A federal jury in Las Vegas convicted a former Newport Beach sporting club manager and another man Thursday of kidnaping the daughter of casino magnate Steve Wynn and collecting a $1.45-million ransom.
After 5 1/2 hours of deliberation over two days, jurors found Ray Cuddy, 48, and Jacob Sherwood, 22, guilty of conspiracy, extortion, money laundering and using a firearm in a crime of violence.
The case unexpectedly threatened the reputation of Irvine real estate agent Spyro Kemble, a longtime friend of Cuddy, when a defense lawyer accused him during the trial of participating in the kidnaping.
"My reputation has been stained," Kemble, 36, said Thursday. "You can stand up and yell and scream that you didn't do it. But people will believe what they want to believe. They are quick to judge."
Kevin Wynn, 27, was kidnaped last July 26 from the kitchen of her Las Vegas home. She was released unharmed two hours later, after her father, who is chairman of the corporation that owns the Mirage, Treasure Island and Golden Nugget casinos, paid a $1.45-million ransom in $100 bills.
She was found by her father in the back of her own car in a parking lot of the city's McCarran International Airport.
Cuddy was arrested in Newport Beach a few days later as he tried to complete a cash deal for a $200,000 Ferrari. Sherwood was arrested in St. Louis.
U.S. Atty. Tom O'Connell said he would push for 25-year prison terms for both men when they are sentenced Aug. 5. Under federal sentencing guidelines, Cuddy and Sherwood face 15- to 18-year terms.
O'Connell said he thinks stiffer sentences are appropriate because the defendants forced Wynn to pose semi-nude and threatened to send the pictures to news media if her father called police.
Steve Wynn left the courthouse Thursday arm-in-arm with his daughter.
He thanked prosecutors and investigators and later issued a statement criticizing the defendants for choosing to go through with a trial.
"We are unable to understand why these cruel and calculating criminals chose to make Kevin, her mother and the rest of the family relive that experience," Wynn said.
Prosecutor O'Connell agreed that the two men, who had been offered plea bargains, were "foolish to go to trial."
"It was just two guilty people taking a shot," he said.
In his first public comments since the allegations were made in court, Kemble said he now hopes to get on with his life but is still unsure how the allegations will affect him in the long run.
Sitting with his wife of 2 1/2 months, Tracy, and his father in his parents' Newport Beach home, Kemble spoke of the shadow that has been cast by what he described as irresponsible lies.
As the trial began last week, defense lawyer Dan Albregts, representing Sherwood, told jurors that Kemble had driven Kevin Wynn to the airport after the kidnaping. Albregts also pointed out that $500,000 of the ransom money was found in Kemble's garage in Newport Beach.
Testifying for the prosecution this week, Kemble denied any involvement in the kidnaping and said he had his father, a Newport Beach lawyer, call the FBI when he realized Cuddy might have stashed money in his garage.

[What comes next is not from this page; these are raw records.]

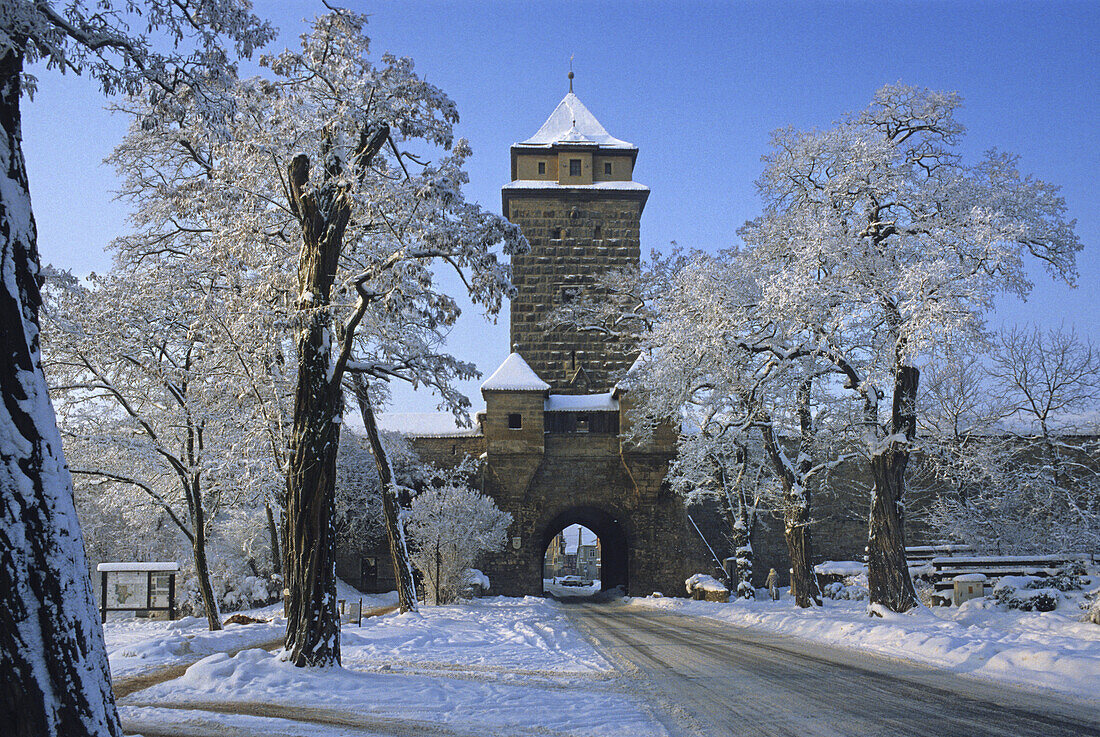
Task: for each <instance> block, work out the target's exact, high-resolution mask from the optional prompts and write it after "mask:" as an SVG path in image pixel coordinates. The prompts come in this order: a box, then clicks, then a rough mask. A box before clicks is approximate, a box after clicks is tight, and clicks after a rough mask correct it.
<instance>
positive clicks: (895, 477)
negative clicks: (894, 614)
mask: <svg viewBox="0 0 1100 737" xmlns="http://www.w3.org/2000/svg"><path fill="white" fill-rule="evenodd" d="M920 378H921V372H920V371H917V370H916V368H915V367H914V366H899V368H898V372H897V374H895V376H894V395H893V408H892V410H891V415H890V437H889V438H887V439H886V440H884V441H883V442H882V444H881V445H880V448H878V449H877V451H876V452H875V453H872V454H871V476H872V478H873V481H875V489H873V492H872V495H871V513H870V521H869V530H868V538H867V587H868V591H869V594H870V601H871V604H880V605H882V606H886V607H887V608H888V609H890V610H892V612H908V610H909V609H911V608H913V607H914V606H917V605H919V604H920V599H917V597H916V591H915V590H914V588H913V580H912V579H911V577H910V575H909V562H908V561H906V560H905V503H904V495H905V467H906V466H908V465H909V454H910V448H911V444H912V441H913V438H914V437H915V436H916V388H917V385H919V383H920Z"/></svg>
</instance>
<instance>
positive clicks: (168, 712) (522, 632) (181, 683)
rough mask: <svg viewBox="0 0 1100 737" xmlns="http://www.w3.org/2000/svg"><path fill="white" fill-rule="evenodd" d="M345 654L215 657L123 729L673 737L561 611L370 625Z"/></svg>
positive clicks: (146, 691) (475, 614)
mask: <svg viewBox="0 0 1100 737" xmlns="http://www.w3.org/2000/svg"><path fill="white" fill-rule="evenodd" d="M364 606H365V604H364ZM341 649H342V654H343V668H331V669H323V670H304V669H298V668H294V667H293V665H290V664H288V663H286V662H283V661H282V660H279V658H278V652H277V651H276V652H268V651H265V650H260V649H250V650H244V651H242V652H240V653H238V654H237V656H233V657H230V656H228V654H224V653H219V654H213V656H210V657H208V658H205V659H202V660H201V661H199V662H197V663H195V664H194V665H191V667H190V668H188V669H187V671H186V673H185V674H184V675H183V676H182V678H178V679H175V680H172V681H167V682H164V683H160V684H157V685H154V686H152V687H150V689H145V690H144V691H140V692H136V693H134V694H132V695H131V696H129V697H127V698H123V700H122V701H121V703H120V706H121V711H122V715H123V719H124V722H125V724H127V727H128V729H147V730H150V731H160V733H163V731H164V730H165V729H168V728H171V730H172V731H173V733H174V734H188V729H198V728H199V727H201V726H202V725H206V727H207V728H209V726H210V725H211V724H219V725H221V724H223V725H226V726H230V725H232V726H237V727H240V728H242V729H249V730H255V731H256V733H257V734H265V735H279V734H310V735H311V734H344V733H343V731H341V730H340V729H339V728H338V727H340V725H344V726H345V727H346V726H349V725H351V724H356V725H366V726H367V727H370V726H371V725H377V728H378V731H379V733H385V734H396V733H394V731H393V725H394V724H395V720H400V724H401V729H403V730H401V733H400V734H411V735H418V734H434V733H432V725H436V724H439V725H445V726H448V727H451V728H452V729H454V730H455V731H458V733H460V734H466V733H467V731H469V734H478V735H525V734H561V735H593V736H594V735H606V736H623V737H626V736H638V737H643V736H648V735H654V736H656V735H664V734H665V731H664V729H663V727H661V726H659V725H658V724H657V722H656V720H654V719H653V718H652V717H651V716H650V714H649V711H648V707H647V706H646V705H645V704H642V703H641V702H640V701H639V700H637V698H636V697H634V696H631V695H629V694H627V693H625V692H624V690H623V686H621V684H620V683H619V682H618V681H619V680H620V678H619V674H618V673H617V672H616V671H614V670H613V669H612V667H610V664H609V663H608V662H607V661H606V660H604V658H603V657H602V656H599V653H597V652H596V651H595V649H594V648H593V647H592V646H591V645H590V643H588V642H587V641H586V640H585V639H584V638H583V637H582V636H581V635H579V634H577V632H576V631H575V630H574V629H573V627H572V626H571V625H570V623H569V620H568V619H566V618H565V616H564V613H563V610H562V608H561V605H560V604H558V603H555V602H551V601H546V599H542V598H533V597H528V598H504V597H495V598H483V599H476V601H474V602H471V603H466V604H463V605H455V606H442V607H423V608H422V610H421V613H420V614H404V615H398V614H392V615H386V616H383V617H376V618H372V619H365V620H363V624H362V626H361V627H355V626H354V625H351V626H345V627H344V628H343V631H342V638H341ZM211 705H213V707H215V708H217V709H218V711H219V712H222V713H215V712H212V711H211ZM189 706H190V707H191V708H189ZM281 709H285V711H281ZM223 712H229V713H231V715H228V714H224V713H223ZM296 719H297V720H299V722H297V723H296V722H295V720H296ZM324 725H328V726H327V727H326V726H324ZM324 729H328V731H326V730H324ZM245 734H246V733H245ZM349 734H352V733H349ZM354 734H359V735H362V734H364V733H363V731H354Z"/></svg>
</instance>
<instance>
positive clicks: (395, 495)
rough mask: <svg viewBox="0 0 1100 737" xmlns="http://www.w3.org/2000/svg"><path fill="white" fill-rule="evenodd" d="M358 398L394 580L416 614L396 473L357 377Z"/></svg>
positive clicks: (410, 564)
mask: <svg viewBox="0 0 1100 737" xmlns="http://www.w3.org/2000/svg"><path fill="white" fill-rule="evenodd" d="M354 381H355V398H356V399H357V400H359V410H360V412H361V414H362V415H363V425H364V426H365V427H366V437H367V438H368V439H370V440H371V452H372V453H373V454H374V463H375V465H376V466H378V482H379V483H381V485H382V513H383V516H384V517H385V520H386V538H387V539H388V541H389V555H390V558H392V559H393V561H394V580H395V581H396V582H397V603H398V605H399V606H400V609H401V612H403V613H404V612H416V610H417V604H416V580H415V579H414V577H412V559H411V558H409V549H408V543H407V542H406V540H405V525H403V524H401V519H400V509H401V505H400V500H399V499H398V498H397V484H395V483H394V470H393V467H392V466H390V465H389V456H388V455H386V449H385V448H384V447H383V445H382V438H381V437H379V436H378V425H377V422H376V421H375V419H374V408H373V407H372V406H371V398H370V396H368V395H367V392H366V382H365V381H364V379H363V377H362V376H355V379H354Z"/></svg>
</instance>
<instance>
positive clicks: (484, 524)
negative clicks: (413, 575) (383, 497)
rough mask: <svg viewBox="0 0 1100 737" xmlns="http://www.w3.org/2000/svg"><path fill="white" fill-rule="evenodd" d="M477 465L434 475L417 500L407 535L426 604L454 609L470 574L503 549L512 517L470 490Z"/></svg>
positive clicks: (412, 558)
mask: <svg viewBox="0 0 1100 737" xmlns="http://www.w3.org/2000/svg"><path fill="white" fill-rule="evenodd" d="M475 470H476V463H475V462H474V461H471V460H470V459H466V460H465V461H463V462H462V463H460V464H459V465H456V466H454V467H453V469H448V470H445V471H438V470H430V471H429V472H428V473H427V474H426V475H427V476H428V477H429V481H428V484H427V487H426V488H425V489H423V491H421V492H420V493H419V494H418V495H417V496H415V497H414V498H412V502H411V503H410V505H409V510H408V535H409V540H410V542H411V547H412V562H414V563H415V564H416V566H417V570H419V571H420V575H421V576H422V577H423V590H425V601H426V602H427V603H428V604H437V605H438V604H450V603H451V602H454V601H456V599H458V598H459V596H461V594H462V591H463V588H464V587H465V583H466V571H469V570H470V569H471V568H473V566H474V565H475V564H476V562H477V559H478V557H480V555H482V554H484V553H486V552H494V551H498V550H503V549H504V547H505V543H506V542H507V535H508V525H510V524H511V515H509V514H508V513H506V511H500V510H499V509H498V508H497V507H496V504H495V503H494V502H493V499H491V498H489V497H487V496H485V495H484V494H482V493H481V492H478V491H476V489H474V488H471V487H470V486H469V480H470V476H471V475H472V474H473V473H474V472H475Z"/></svg>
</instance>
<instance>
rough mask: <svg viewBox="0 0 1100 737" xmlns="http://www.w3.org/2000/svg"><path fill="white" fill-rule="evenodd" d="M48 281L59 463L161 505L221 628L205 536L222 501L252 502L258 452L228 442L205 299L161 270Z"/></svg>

Cuddy had been storing several boxes there for the last several years, Kemble said.
Kemble, who was born in Berlin but has lived in Orange County most of his life, met Cuddy in the early 1980s at the now-defunct Newport Beach Sporting Club, which Cuddy managed. Kemble worked for Cuddy as a personal fitness trainer before receiving his real estate license and starting his own real estate company.
In the months that followed the arrest of his friend, Kemble said, he was thoroughly investigated not only by the FBI but by private investigators hired by Steven Wynn. On the night of the kidnaping, Kemble said, he was having dinner with his wife and parents in Newport Beach.
Within moments after Albregts brought his name into the much-publicized trial that gripped Las Vegas, Kemble said, his phone was ringing off the hook.
Calls came by the hundreds, most of them supportive, Kemble said. But the calls that didn't come and other subtle actions make him worry.
"It's the curious looks you get when you walk by," Kemble said. "It's the unspoken convictions of people who think I may have had something do to with it."
Until the trial opened, Kemble said, he only worried that people might find out Cuddy had stashed ransom money in the garage of his former home. He didn't imagine he actually would be accused of participating in the crime, he said.
In the highly competitive real estate business, in which he specializes in expensive Newport Beach home sales, even a shadow of scandal can be devastating, he said.
"We didn't want any of that to leak out, because you know how people can misinterpret things," he said. "In this town it takes a long, long time to build a good reputation, which I feel I have done."
One competing real estate agent, he said, has already mentioned the allegations to a client of Kemble's.